R - Je pense que les populistes gagneront la partie si on ferme les yeux sur les questions difficiles. Effectivement, à un moment donné, il fallait qu'on puisse faire appliquer un principe simple, c'est que les gens devaient rester chez eux. Quand on demande aux gens de rester chez eux, ce n'est pas pour les retrouver de l'autre côté de la frontière en train de se promener, parce que d'abord c'est faciliter la propagation du virus qui est ce contre quoi on se bat, et ce serait surtout incohérent de considérer que l'on ne se donne pas les moyens ensemble pour que ce virus arrête de circuler. Donc, à un moment donné, ce qu'il fallait éviter, c'est qu'effectivement, quand on demande aux Français des zones frontalières de rester chez eux, je vous dis, ce n'est pas pour les retrouver de l'autre côté de la frontière à ne pas respecter les règles. Donc, il fallait des contrôles, mais qui sont moins liés aux frontières elles-mêmes qu'à la nécessité de faire appliquer le confinement. Et donc, c'est ce que nous avons mis en place. Là où je vous rejoins, c'est que - et si certains disent "est-ce que l'Europe va mourir ou pas ?" -, je pense que ce que l'on doit faire, c'est montrer que l'on est crédible, qu'on est efficace, qu'on est utile, et que quand, face à un choc qui nous concerne tous, si on n'est pas capable d'agir ensemble, alors, là, oui, les populistes pourront gagner. Ce que je vois aussi, c'est que certaines grandes crises écologiques, migratoires, on les connaît et contrairement au virus, elles ne nous prennent pas par surprise.
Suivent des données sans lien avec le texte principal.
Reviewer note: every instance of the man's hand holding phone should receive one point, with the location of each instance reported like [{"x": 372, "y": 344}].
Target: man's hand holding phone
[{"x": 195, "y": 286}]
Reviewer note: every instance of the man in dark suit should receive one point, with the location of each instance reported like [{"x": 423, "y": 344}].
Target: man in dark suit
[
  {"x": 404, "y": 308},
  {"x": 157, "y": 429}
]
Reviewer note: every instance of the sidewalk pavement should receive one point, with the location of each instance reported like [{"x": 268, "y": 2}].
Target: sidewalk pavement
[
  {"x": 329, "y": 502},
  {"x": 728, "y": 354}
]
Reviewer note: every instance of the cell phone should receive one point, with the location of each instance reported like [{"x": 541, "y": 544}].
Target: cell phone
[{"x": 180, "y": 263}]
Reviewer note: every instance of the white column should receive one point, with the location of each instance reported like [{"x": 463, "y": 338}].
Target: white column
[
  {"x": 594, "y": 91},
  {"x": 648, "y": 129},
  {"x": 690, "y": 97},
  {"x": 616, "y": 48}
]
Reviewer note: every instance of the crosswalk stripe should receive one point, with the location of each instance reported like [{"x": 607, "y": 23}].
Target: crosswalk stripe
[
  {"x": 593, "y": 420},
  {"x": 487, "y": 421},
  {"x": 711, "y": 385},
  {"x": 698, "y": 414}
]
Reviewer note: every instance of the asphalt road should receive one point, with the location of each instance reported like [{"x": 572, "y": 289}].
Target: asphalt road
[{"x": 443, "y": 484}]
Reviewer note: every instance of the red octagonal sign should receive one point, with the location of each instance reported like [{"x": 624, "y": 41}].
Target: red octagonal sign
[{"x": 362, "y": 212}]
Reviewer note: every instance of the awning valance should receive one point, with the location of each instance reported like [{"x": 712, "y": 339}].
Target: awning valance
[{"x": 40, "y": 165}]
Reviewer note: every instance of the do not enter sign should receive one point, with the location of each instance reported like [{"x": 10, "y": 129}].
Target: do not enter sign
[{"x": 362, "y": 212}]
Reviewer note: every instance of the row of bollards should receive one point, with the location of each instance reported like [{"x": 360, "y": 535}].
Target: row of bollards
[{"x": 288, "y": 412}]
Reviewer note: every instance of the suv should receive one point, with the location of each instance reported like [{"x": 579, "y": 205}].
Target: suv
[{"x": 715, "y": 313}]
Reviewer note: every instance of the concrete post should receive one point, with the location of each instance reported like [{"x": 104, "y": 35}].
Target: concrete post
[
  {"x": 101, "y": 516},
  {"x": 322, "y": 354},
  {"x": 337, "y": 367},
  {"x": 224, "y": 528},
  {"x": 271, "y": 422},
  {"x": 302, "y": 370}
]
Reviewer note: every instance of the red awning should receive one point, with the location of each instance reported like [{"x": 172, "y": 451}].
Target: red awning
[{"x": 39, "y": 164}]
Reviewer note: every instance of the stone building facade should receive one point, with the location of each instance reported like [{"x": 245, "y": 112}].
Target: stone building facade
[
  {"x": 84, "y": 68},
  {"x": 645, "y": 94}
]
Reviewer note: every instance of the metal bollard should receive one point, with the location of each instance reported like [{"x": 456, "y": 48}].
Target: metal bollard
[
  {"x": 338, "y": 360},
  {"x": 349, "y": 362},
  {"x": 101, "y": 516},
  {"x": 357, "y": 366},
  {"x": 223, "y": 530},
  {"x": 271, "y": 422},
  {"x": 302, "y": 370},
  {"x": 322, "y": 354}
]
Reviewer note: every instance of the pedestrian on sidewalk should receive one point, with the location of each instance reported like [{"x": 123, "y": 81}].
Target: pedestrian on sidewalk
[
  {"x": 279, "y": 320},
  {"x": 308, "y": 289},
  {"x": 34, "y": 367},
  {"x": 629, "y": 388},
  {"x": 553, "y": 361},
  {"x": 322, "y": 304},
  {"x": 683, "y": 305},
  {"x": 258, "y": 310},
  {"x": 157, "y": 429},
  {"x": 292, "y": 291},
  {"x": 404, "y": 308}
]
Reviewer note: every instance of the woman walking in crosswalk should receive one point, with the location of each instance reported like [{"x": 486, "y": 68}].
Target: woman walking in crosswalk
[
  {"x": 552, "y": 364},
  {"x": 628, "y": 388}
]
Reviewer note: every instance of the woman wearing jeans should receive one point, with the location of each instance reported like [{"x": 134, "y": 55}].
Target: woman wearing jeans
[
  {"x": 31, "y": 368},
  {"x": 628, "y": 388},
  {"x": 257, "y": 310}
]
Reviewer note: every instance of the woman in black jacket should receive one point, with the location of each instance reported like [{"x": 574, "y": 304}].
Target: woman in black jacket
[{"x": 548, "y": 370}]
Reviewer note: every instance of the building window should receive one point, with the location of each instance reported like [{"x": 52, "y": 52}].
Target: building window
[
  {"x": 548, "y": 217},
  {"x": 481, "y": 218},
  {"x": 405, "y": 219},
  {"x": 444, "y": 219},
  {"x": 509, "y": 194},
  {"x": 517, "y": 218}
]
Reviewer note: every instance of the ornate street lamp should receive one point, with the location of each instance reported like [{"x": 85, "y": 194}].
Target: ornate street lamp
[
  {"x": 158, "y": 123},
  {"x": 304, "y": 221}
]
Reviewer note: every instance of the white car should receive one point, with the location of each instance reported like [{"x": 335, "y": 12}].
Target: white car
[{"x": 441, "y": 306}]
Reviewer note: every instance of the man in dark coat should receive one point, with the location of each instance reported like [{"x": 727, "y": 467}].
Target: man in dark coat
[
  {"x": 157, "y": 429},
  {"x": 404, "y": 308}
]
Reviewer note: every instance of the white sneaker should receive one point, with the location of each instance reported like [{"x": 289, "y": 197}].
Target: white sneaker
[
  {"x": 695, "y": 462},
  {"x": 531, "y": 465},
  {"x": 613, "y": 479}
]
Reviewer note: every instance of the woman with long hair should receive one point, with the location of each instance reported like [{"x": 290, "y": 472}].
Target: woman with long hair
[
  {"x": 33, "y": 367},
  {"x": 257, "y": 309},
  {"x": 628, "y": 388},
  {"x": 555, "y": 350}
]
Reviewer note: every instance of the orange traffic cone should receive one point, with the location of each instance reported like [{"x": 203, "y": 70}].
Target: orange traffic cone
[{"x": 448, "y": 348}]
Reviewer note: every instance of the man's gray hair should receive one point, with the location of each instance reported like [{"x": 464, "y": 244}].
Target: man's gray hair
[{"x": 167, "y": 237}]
Et donc, si cette crise doit nous apprendre quelque chose, c'est qu'on ne doit pas s'exonérer de travailler là-dessus, dès qu'on pourra, dès que la crise sera derrière nous, parce que sinon, là aussi, ce sera notre crédibilité, notre utilité qui sera remise en question.
(…)
Q - La France compte 5 000 lits en réanimation, l'Allemagne en compte près de 30 000. L'Allemagne fabrique des tests, nous en avons très peu, on l'a vu. Comment expliquer un tel décalage entre ces deux pays européens, Amélie de Montchalin ? Et au fond, n'y a-t-il pas un défaut de coopération au sein du couple franco-allemand ?
R - Là aussi, vous l'avez entendu, le Premier ministre et Olivier Véran ont annoncé que nous visions d'avoir 14 000 à 15 000 lits de réanimation dans les tous prochains jours. Ensuite, la stratégie d'équipement des hôpitaux est différente, et là, c'est une compétence nationale. Ce que je vois, c'est qu'aujourd'hui l'Allemagne, je le redis, nous offre des lits supplémentaires, notamment dans les régions frontalières. Actuellement, des avions militaires allemands se posent sur les aéroports du Grand Est pour emmener des patients en Allemagne, ce qui montre que le couple franco-allemand fonctionne - vous savez, on signe des traités ; on a signé le traité d'Aix-la-Chapelle qui ouvre beaucoup de possibilités, dans notre coopération très concrètes -, je peux vous dire que cela fait dix jours que mon travail quotidien a consisté à passer ces traités, ces principes en réalités et aujourd'hui c'est extrêmement précieux. Vous pouvez voir tout ce que nous faisons localement dans les hôpitaux. Si nous n'avions pas cette coopération-là, je pense qu'il y aurait encore plus de difficultés. Et donc, oui, elle fonctionne, des respirateurs ont été livrés par l'Allemagne, encore hier, à la France. Ce couple franco-allemand, bien sûr il faut qu'on puisse réfléchir, peut-être après la crise, à mettre en commun nos bonnes pratiques. Il y a peut-être des choses qu'ici en France on va apprendre des choses qui seront utiles, d'ailleurs pour que les Allemands se préparent eux-mêmes puisque la vague, le pic, n'est pas encore arrivé chez eux. Et je tiens vraiment à les remercier.
(…)
Q - Merci, Amélie de Montchalin, d'avoir été notre invitée, aujourd'hui.